Part of the debate – in the Senedd at 3:34 pm on 9 February 2022.
I actually believe in rent control, and I don't own any houses apart from the one I live in. With a shortage of rental properties compared to demand, then without controls, rents will increase continually. With large-scale council house building pre-1979, the private rented sector declined. The private rented sector began to grow again after 1989 and is now the second-largest tenure in the UK after owner-occupation. Increases in the private sector rent levels and a focus on reducing housing benefit expenditure have led several commentators, and I agree with them, to call for the reintroduction of some form of private sector rent control. The Rent Act in 1965, introduced by the Labour Government led by Harold Wilson, regulated tenancies, with fair rents set by independent rent officers. That ended with the Local Government and Housing Act 1989, brought in by the Conservatives, and we mentioned 1989 earlier, as the date at which the increase in private rented accommodation started to go up.
What are the benefits of rent control? Affordability, it prevents displacement, neighbourhood stability. The argument that is made—Janet Finch-Saunders made it, which I voted out before she even spoke—I expect is that it reduces availability of rented property for stock renovation and improvement. Firstly, the high rent of privately rented properties has driven out first-time buyers. But I'll just talk about the area I come from of Plasmarl in Swansea. Initially, it had large numbers of privately rented properties, but, as council houses became available, my family, like many others, moved to these new council houses, and the housing left behind was sold, and many people, via a mortgage, became owner-occupiers and then undertook improvement of those homes. Now, these properties are bought and made available for private rent. I must have missed the large-scale renovation of the cheaper privately rented properties in east Swansea.
Alongside rent controls, we do need the large-scale building of social housing. In fact, I talk about that probably more often than people would like to hear it from me, but we need to build council houses at the rate we built them in the 1950s and 1960s.
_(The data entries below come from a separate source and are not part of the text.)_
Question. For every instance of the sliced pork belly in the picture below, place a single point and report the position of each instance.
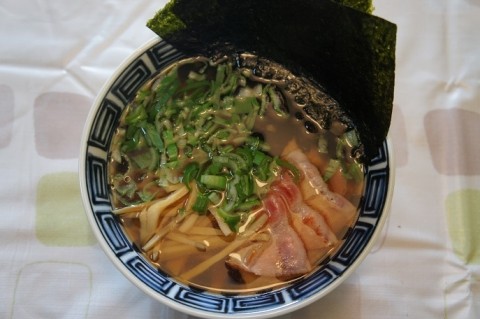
(284, 256)
(311, 226)
(337, 211)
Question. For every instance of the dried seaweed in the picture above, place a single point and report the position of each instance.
(338, 44)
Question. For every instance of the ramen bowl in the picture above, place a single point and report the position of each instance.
(93, 169)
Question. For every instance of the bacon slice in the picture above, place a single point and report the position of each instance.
(284, 256)
(337, 211)
(311, 226)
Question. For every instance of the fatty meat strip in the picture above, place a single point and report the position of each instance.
(284, 256)
(311, 226)
(337, 211)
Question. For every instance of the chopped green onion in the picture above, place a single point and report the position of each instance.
(201, 203)
(217, 182)
(190, 173)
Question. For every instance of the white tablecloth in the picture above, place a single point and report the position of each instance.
(55, 56)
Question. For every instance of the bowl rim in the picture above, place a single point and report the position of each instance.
(268, 313)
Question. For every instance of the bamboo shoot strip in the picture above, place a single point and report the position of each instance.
(205, 231)
(155, 210)
(182, 238)
(170, 252)
(161, 232)
(188, 223)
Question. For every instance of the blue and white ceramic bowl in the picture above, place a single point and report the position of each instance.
(101, 124)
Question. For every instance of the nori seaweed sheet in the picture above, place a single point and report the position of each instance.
(338, 44)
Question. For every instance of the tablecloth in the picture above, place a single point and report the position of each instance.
(54, 58)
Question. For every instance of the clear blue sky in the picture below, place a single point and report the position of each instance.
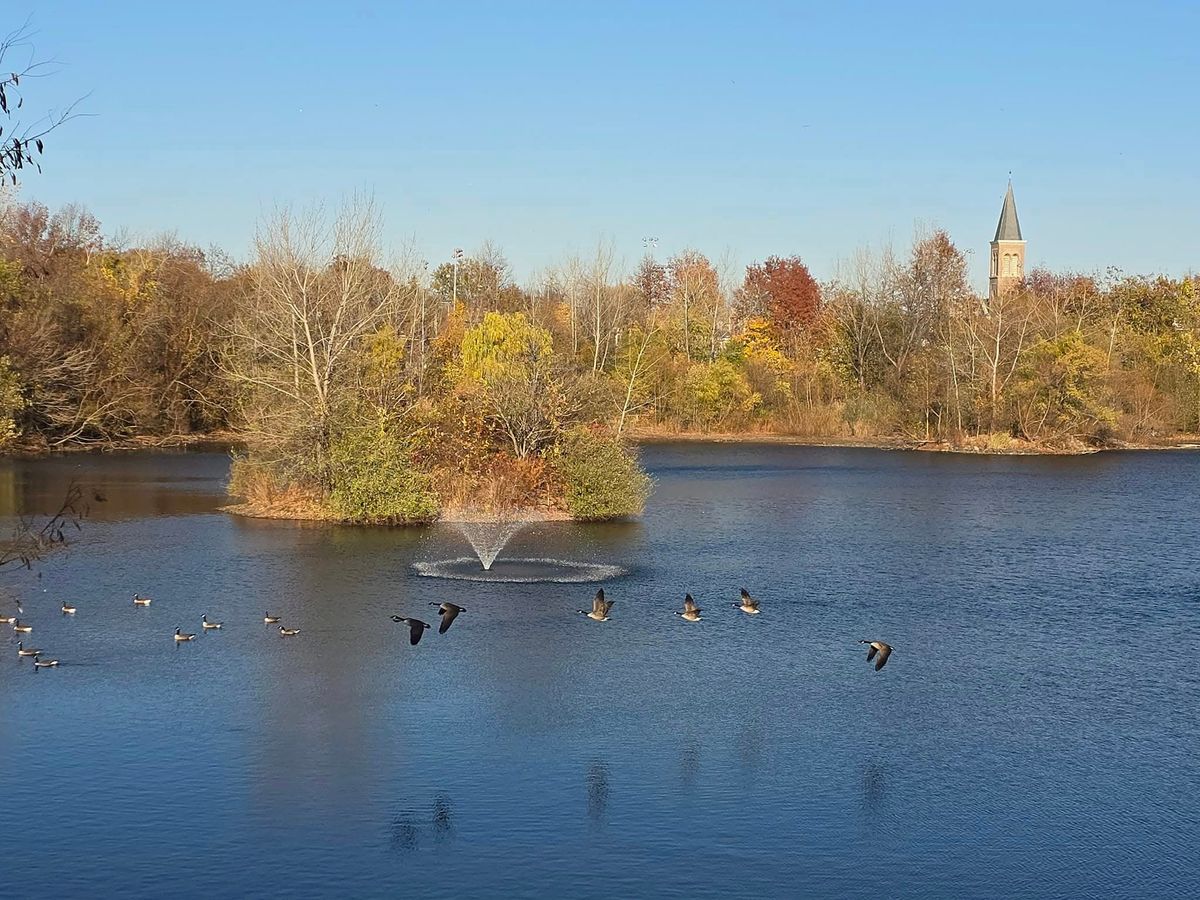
(748, 129)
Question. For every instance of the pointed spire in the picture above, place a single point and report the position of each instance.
(1008, 228)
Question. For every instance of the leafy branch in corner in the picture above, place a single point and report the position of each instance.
(22, 144)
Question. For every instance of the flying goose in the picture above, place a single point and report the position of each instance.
(690, 611)
(748, 605)
(449, 612)
(415, 628)
(877, 647)
(599, 607)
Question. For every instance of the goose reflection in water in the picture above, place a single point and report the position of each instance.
(875, 784)
(689, 766)
(598, 792)
(408, 827)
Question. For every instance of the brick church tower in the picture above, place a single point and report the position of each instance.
(1007, 251)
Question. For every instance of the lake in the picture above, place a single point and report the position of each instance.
(1035, 733)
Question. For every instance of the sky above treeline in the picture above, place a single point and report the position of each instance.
(743, 130)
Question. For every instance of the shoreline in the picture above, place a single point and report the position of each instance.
(1182, 442)
(231, 441)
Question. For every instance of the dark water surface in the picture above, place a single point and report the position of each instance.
(1036, 732)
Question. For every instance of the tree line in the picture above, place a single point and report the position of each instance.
(103, 341)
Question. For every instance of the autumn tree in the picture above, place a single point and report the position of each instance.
(780, 289)
(510, 364)
(317, 294)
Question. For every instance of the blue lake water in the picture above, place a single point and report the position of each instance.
(1036, 732)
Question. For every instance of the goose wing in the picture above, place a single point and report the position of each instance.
(415, 629)
(885, 652)
(449, 613)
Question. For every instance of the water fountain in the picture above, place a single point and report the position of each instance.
(489, 538)
(489, 534)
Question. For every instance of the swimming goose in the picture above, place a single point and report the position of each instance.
(748, 605)
(690, 611)
(599, 607)
(877, 647)
(449, 612)
(415, 628)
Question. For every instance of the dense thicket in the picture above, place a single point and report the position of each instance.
(316, 337)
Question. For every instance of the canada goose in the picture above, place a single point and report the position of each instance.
(748, 605)
(600, 607)
(415, 628)
(449, 612)
(690, 611)
(877, 647)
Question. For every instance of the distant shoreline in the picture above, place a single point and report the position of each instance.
(231, 441)
(1182, 442)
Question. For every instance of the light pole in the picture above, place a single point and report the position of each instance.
(457, 259)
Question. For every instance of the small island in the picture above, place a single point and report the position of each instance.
(492, 424)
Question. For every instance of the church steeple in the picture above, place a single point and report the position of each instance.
(1007, 250)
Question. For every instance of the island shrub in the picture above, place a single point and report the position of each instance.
(375, 480)
(601, 477)
(11, 402)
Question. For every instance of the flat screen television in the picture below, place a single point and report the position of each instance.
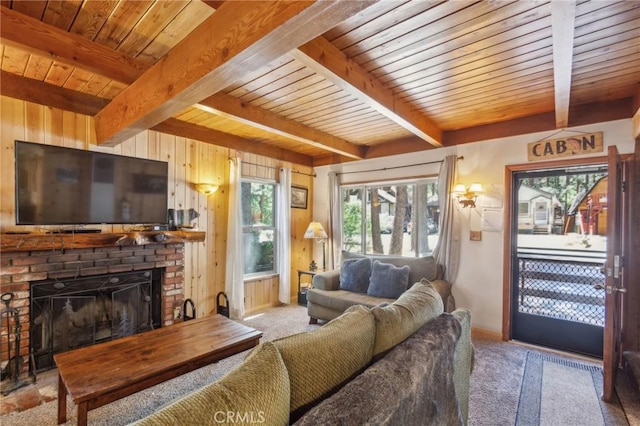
(65, 186)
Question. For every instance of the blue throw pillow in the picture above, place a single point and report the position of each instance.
(354, 274)
(388, 280)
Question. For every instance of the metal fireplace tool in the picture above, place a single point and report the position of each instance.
(12, 369)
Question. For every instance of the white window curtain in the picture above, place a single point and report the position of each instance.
(284, 229)
(234, 285)
(335, 222)
(447, 250)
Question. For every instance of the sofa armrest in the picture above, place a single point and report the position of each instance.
(463, 361)
(327, 280)
(444, 289)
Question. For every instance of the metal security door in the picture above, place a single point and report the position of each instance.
(557, 283)
(614, 283)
Rent control increases the availability of houses to be bought by people to live in, reduces the cost of rental, gives security on rental costs, removes the incentive to move one tenant out to bring one in paying a higher rent. I urge everyone to support this today. This is, effectively, a Labour policy; it's something that the Wilson Government brought it, which worked very well at rolling back the tide of fairness to poor and less well-off people, but the Tories in the 1980s got rid of it. We've got an opportunity to bring it back in now for the benefit of all the people renting in Wales. I urge everybody, especially my Labour colleagues, to support what is effectively a socialist solution.